Yes it does get easier. I didn't enjoy the first few months at all. Get out of the house, fresh air and walks, see people even though you feel crap.

GreatDuckCookery6211 · 01/02/2018 17:33

I think meeting up with other mums and getting out of the house will help you. Even if it's to have a natter about baby stuff I'm sure it will help.

ElenaBothari · 01/02/2018 17:36

Oh this stage is really hard: gets easier after 12 weeks I think, and then generally gets better as they get more interactive, sleep for a bit longer etc.

At this stage tbh babies should still be in the womb, they are in other primates. They just come out earlier for us so they can have bigger heads.

I found reading about the fourth trimester really helpful to have reasonable expectations at this stage.

crispaddict76 · 01/02/2018 18:06

Thanks everyone. I feel reassured that others have felt like I do.

Think that is a really good idea about setting expectations low regarding sleep as I think the worry about sleep and lack of is stressing me out too. I know it is easier than it was three weeks ago so I just need to keep positive!!

I didn’t expect to find it this hard.....like I knew it would be hard and I would be tired so I don’t know if I was naive but it has knocked me for six a bit!

Thanks everyone xxxxx

OP posts:
callmybabybalonz · 01/02/2018 18:12

No

BroccoliOnTheFloor · 01/02/2018 18:14

It gets much easier. At 3-4 mo they are no longer colicky. At 6 mo they start interacting more and playing with toys, and you can kill hours by preparing food, then feeding them and cleaning up after them. For me, it became really fun at 1.

In the meantime, join baby groups, try to find mum friends / retired friends for coffees, go for long walks with an audiobook, and forget about the state of the house. Force DH to do more at home. If you have visitora like grandparents, uncles etc, show them how to take care of the baby, and go have a bath. Let the baby sleep on you and catch up on reading / TV during that time. Let DH rock the baby every evening while you have a long shower. Buy your favourite shower gel. Blast some music so you don't hear the colics while you're having your 15 minutes.

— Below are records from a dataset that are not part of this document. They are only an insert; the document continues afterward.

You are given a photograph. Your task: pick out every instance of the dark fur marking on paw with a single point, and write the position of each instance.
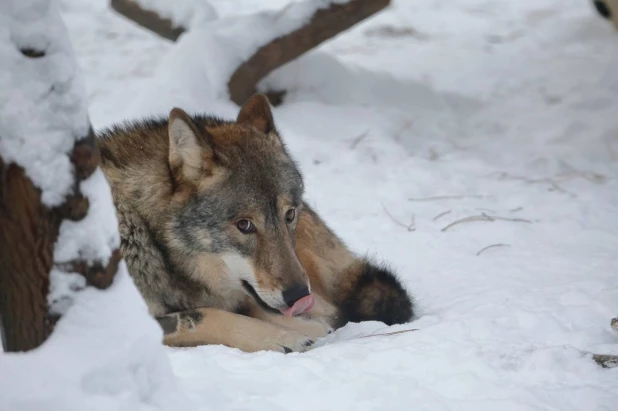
(168, 323)
(189, 319)
(377, 296)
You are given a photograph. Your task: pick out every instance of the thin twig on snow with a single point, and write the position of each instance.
(485, 217)
(492, 246)
(410, 227)
(442, 214)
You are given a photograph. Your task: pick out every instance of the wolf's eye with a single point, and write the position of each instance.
(245, 226)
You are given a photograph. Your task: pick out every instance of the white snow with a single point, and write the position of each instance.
(431, 111)
(27, 115)
(105, 352)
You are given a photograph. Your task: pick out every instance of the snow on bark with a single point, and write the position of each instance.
(44, 129)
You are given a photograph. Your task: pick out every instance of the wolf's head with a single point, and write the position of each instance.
(245, 196)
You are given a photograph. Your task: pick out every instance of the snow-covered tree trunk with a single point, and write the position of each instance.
(58, 231)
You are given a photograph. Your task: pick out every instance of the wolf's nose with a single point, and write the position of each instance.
(295, 293)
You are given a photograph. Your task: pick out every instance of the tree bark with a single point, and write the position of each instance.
(147, 19)
(28, 233)
(324, 24)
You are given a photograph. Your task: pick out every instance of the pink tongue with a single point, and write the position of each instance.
(300, 306)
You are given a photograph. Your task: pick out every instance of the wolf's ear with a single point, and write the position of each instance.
(256, 112)
(187, 154)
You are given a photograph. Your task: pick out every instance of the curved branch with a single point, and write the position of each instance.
(324, 24)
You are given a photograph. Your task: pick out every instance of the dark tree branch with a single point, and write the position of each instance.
(147, 19)
(325, 24)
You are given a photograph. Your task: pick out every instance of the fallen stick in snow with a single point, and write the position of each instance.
(606, 361)
(442, 214)
(148, 19)
(452, 197)
(391, 333)
(491, 246)
(410, 227)
(485, 217)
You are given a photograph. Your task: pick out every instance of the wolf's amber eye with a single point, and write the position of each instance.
(245, 226)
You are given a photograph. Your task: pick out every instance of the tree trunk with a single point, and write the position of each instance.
(28, 228)
(27, 234)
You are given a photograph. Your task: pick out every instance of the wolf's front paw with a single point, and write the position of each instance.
(290, 341)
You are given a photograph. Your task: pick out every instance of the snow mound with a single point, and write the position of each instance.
(104, 354)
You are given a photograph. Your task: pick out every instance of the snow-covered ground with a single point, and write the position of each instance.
(430, 112)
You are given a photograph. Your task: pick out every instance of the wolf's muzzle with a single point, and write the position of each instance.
(293, 294)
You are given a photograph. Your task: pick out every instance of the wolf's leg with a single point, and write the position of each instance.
(205, 326)
(361, 290)
(311, 325)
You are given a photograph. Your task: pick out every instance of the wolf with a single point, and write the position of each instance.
(220, 242)
(607, 9)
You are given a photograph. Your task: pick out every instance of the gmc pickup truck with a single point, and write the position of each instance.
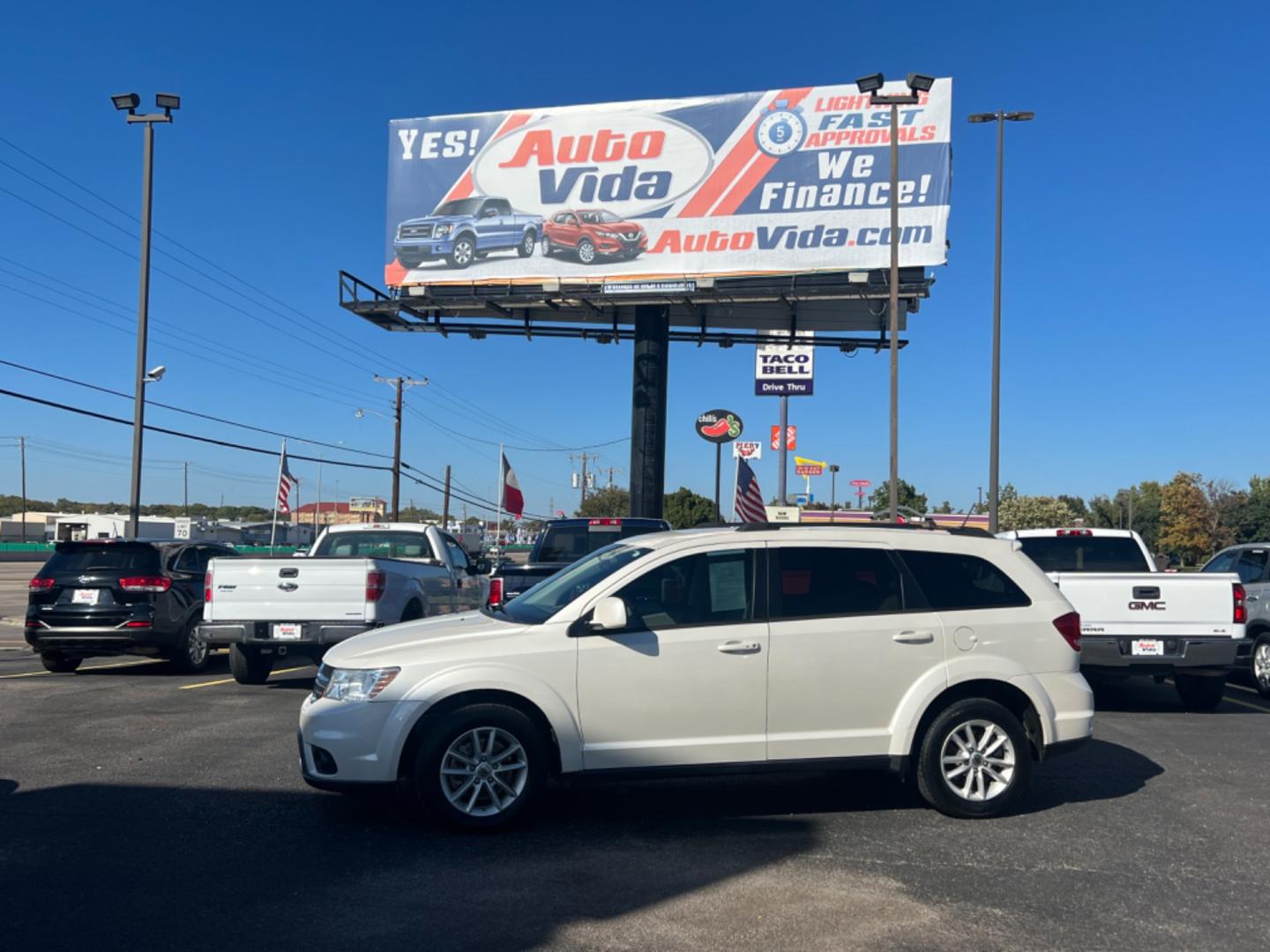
(355, 577)
(1136, 620)
(563, 542)
(464, 230)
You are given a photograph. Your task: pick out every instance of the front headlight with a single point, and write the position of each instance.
(355, 683)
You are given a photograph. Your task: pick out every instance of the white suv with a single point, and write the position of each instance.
(940, 654)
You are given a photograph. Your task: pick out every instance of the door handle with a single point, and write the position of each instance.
(914, 637)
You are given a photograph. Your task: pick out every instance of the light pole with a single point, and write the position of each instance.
(130, 101)
(1001, 118)
(917, 84)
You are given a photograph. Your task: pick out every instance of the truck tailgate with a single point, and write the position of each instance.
(1152, 603)
(288, 589)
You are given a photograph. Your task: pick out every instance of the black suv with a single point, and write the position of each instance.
(115, 597)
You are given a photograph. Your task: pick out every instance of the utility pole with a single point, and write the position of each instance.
(444, 505)
(398, 383)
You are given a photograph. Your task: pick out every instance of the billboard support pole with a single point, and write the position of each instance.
(648, 410)
(785, 441)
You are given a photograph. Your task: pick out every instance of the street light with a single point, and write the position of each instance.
(871, 86)
(1001, 118)
(129, 101)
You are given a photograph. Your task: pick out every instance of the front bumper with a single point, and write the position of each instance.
(260, 634)
(354, 744)
(1114, 654)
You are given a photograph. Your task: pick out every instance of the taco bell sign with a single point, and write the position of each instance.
(784, 369)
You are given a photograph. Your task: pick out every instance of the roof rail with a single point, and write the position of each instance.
(912, 525)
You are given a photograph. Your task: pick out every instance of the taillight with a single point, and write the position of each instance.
(1070, 628)
(145, 583)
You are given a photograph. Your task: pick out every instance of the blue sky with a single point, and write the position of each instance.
(1133, 240)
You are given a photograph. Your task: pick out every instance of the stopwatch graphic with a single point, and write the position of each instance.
(781, 130)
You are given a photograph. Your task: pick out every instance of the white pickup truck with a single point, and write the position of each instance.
(1136, 620)
(355, 577)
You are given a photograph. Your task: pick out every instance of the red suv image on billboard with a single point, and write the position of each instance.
(592, 234)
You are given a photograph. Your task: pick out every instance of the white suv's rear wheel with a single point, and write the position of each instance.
(481, 767)
(975, 761)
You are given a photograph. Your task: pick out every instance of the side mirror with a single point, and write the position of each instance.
(609, 614)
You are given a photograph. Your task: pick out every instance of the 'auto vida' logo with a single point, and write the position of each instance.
(624, 163)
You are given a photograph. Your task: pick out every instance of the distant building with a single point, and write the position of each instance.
(355, 510)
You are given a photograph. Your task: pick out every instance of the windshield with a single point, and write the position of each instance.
(1086, 554)
(371, 544)
(550, 596)
(103, 559)
(460, 206)
(568, 544)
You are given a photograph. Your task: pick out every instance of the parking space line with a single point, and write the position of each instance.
(230, 681)
(89, 668)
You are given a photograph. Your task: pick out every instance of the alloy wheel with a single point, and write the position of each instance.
(484, 770)
(1261, 666)
(977, 761)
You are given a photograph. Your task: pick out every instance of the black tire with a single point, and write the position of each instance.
(957, 718)
(1199, 692)
(1261, 675)
(462, 253)
(58, 663)
(249, 666)
(504, 723)
(190, 655)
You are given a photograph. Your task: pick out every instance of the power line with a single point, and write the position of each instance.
(195, 413)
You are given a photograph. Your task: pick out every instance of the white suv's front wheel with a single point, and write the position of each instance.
(481, 767)
(975, 759)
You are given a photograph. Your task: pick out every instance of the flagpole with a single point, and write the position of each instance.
(273, 531)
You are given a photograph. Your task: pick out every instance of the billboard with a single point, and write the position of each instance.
(781, 182)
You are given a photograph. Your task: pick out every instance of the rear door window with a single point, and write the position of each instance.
(952, 582)
(817, 582)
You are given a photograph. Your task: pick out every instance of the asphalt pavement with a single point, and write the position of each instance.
(141, 809)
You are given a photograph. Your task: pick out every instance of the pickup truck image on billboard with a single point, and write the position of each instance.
(591, 234)
(781, 182)
(464, 230)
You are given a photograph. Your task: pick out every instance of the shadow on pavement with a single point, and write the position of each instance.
(198, 868)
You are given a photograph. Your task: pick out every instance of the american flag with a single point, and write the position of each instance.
(286, 482)
(750, 499)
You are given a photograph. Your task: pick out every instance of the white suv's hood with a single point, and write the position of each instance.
(415, 641)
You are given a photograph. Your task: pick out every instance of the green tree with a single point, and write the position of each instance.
(908, 498)
(1019, 512)
(684, 508)
(1184, 518)
(608, 502)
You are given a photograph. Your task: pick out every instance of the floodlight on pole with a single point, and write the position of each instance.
(1001, 118)
(130, 101)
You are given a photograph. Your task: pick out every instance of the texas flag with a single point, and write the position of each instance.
(513, 501)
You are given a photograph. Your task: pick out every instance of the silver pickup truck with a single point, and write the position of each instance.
(355, 577)
(1137, 620)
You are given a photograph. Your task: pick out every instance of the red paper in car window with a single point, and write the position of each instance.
(796, 583)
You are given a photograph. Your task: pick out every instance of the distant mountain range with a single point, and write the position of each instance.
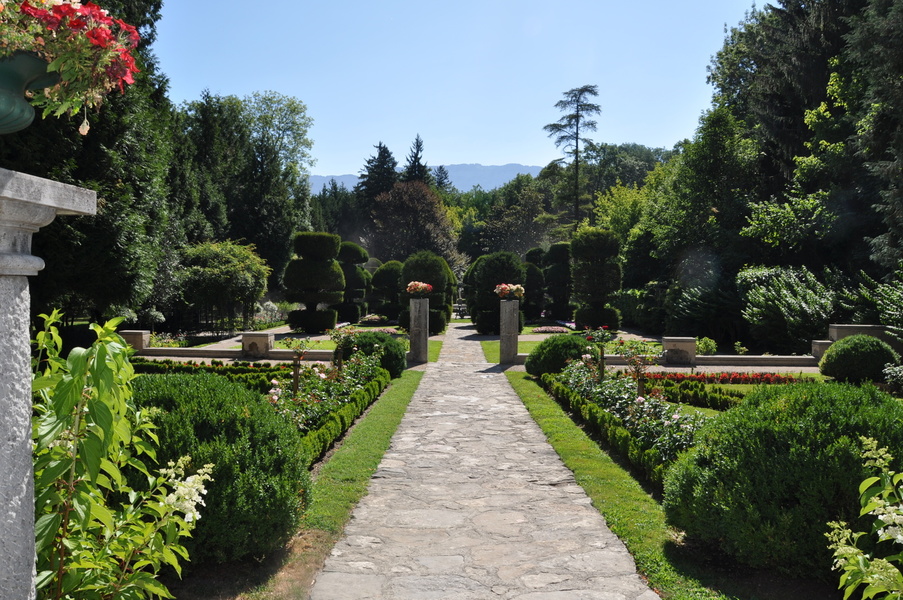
(463, 177)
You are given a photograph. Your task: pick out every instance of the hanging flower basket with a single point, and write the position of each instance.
(418, 289)
(89, 51)
(19, 73)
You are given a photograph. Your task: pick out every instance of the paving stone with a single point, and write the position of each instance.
(470, 503)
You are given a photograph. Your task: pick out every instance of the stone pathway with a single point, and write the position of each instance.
(471, 503)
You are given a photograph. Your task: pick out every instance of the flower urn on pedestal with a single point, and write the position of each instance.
(21, 72)
(509, 324)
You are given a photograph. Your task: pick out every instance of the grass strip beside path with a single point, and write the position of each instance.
(632, 514)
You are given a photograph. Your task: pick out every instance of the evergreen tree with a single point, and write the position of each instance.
(442, 179)
(569, 130)
(379, 175)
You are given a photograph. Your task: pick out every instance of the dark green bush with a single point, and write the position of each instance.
(317, 245)
(857, 358)
(534, 300)
(557, 271)
(394, 358)
(430, 268)
(313, 320)
(764, 478)
(552, 354)
(260, 480)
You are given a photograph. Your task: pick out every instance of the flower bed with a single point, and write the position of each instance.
(724, 378)
(647, 431)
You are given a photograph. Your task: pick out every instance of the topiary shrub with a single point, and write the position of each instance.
(313, 278)
(595, 275)
(857, 358)
(765, 478)
(430, 268)
(557, 271)
(489, 271)
(260, 481)
(394, 358)
(386, 285)
(552, 354)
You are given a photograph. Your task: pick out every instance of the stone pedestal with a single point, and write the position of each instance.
(26, 204)
(420, 329)
(509, 326)
(257, 344)
(679, 351)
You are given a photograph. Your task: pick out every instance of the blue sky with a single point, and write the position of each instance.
(477, 79)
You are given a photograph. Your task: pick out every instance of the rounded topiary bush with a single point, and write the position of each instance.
(260, 481)
(764, 478)
(857, 358)
(552, 354)
(394, 358)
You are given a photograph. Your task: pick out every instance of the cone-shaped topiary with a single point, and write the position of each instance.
(314, 278)
(857, 358)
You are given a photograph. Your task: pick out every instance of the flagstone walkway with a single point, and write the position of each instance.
(471, 502)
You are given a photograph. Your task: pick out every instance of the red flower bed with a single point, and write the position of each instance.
(724, 378)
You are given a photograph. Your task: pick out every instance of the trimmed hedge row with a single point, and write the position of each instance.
(317, 442)
(695, 393)
(608, 429)
(256, 377)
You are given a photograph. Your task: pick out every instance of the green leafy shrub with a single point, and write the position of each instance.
(393, 359)
(857, 358)
(706, 346)
(785, 308)
(386, 287)
(764, 478)
(430, 268)
(313, 278)
(551, 354)
(595, 275)
(97, 536)
(260, 482)
(894, 378)
(556, 265)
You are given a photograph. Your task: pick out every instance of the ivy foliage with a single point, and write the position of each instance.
(96, 535)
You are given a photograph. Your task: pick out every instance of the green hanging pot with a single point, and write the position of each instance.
(20, 72)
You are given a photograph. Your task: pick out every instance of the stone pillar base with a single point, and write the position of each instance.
(679, 351)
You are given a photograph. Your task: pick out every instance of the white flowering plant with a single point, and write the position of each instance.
(97, 534)
(509, 290)
(90, 50)
(881, 497)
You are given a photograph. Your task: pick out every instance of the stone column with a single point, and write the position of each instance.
(509, 326)
(26, 204)
(420, 329)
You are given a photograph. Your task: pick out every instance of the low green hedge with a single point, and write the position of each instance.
(260, 480)
(696, 394)
(764, 478)
(318, 441)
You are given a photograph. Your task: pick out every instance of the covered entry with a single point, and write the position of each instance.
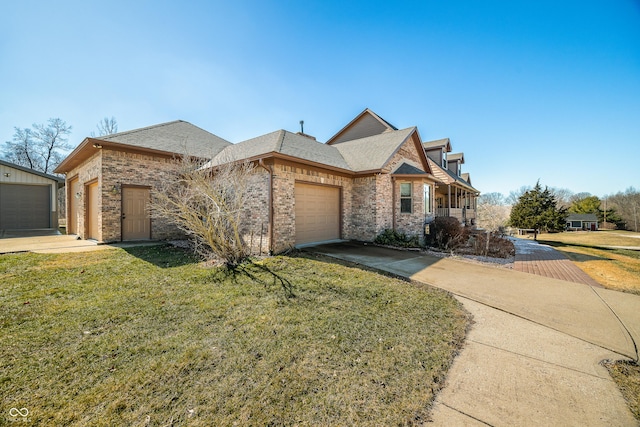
(136, 223)
(317, 210)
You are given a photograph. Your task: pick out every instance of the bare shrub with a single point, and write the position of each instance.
(207, 204)
(497, 247)
(447, 233)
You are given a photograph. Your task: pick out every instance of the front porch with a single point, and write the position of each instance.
(456, 202)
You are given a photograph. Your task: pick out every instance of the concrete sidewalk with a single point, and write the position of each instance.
(57, 243)
(533, 355)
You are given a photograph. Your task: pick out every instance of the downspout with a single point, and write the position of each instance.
(269, 170)
(393, 201)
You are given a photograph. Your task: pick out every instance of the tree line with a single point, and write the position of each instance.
(44, 145)
(546, 209)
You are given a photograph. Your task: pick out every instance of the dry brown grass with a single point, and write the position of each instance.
(617, 269)
(627, 376)
(149, 336)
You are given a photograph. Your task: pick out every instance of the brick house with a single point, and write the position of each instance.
(368, 177)
(455, 196)
(110, 180)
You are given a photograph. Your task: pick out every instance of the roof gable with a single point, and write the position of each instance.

EssentialHummus · 01/02/2018 18:17

Just do whatever gets you through- be it chocolate, box sets, baby groups, making sure you have a shower every day, having a good cry, whatever it is.

Exactly this. And get out every day, even if it’s five minutes to the postbox or nearest Tesco for a chocolate. Honestly, makes a world of difference. 19/20 week old here and I properly enjoy her now.

GinIsIn · 01/02/2018 18:29

I hated the first months - they were lonely, anxiety-ridden, long and boring.

My DS is 11mo now. Today, we have spent the morning playing, been out to lunch, been to the aquarium, been for a potter about the shops, and for tea and cake. Now we are watching Hey Duggee and eating spaghetti. It’s been a perfect day. It gets so much better!

callmybabybalonz · 01/02/2018 18:58

That’s nice @FenellaMaxwellsPony but not everyone has the disposible income for that

DeltaG · 01/02/2018 19:05

Yes OP,

What everyone else says is true. I'm sitting here with a 3-week old on my lap and although feeling sleep-deprived, I'm not as anxious as I was with DS1 as I know it gets better around the three-month mark.

And for me, pregnancy & the newborn phase are the hardest things I've ever done. And I have travelled the world alone, worked in dangerous places, done a PhD in hard science etc. All a piece of piss in comparison!

My DS1 has just turned two and is such a little delight now, it's all been worth it, and it will for you too. Keep the faith!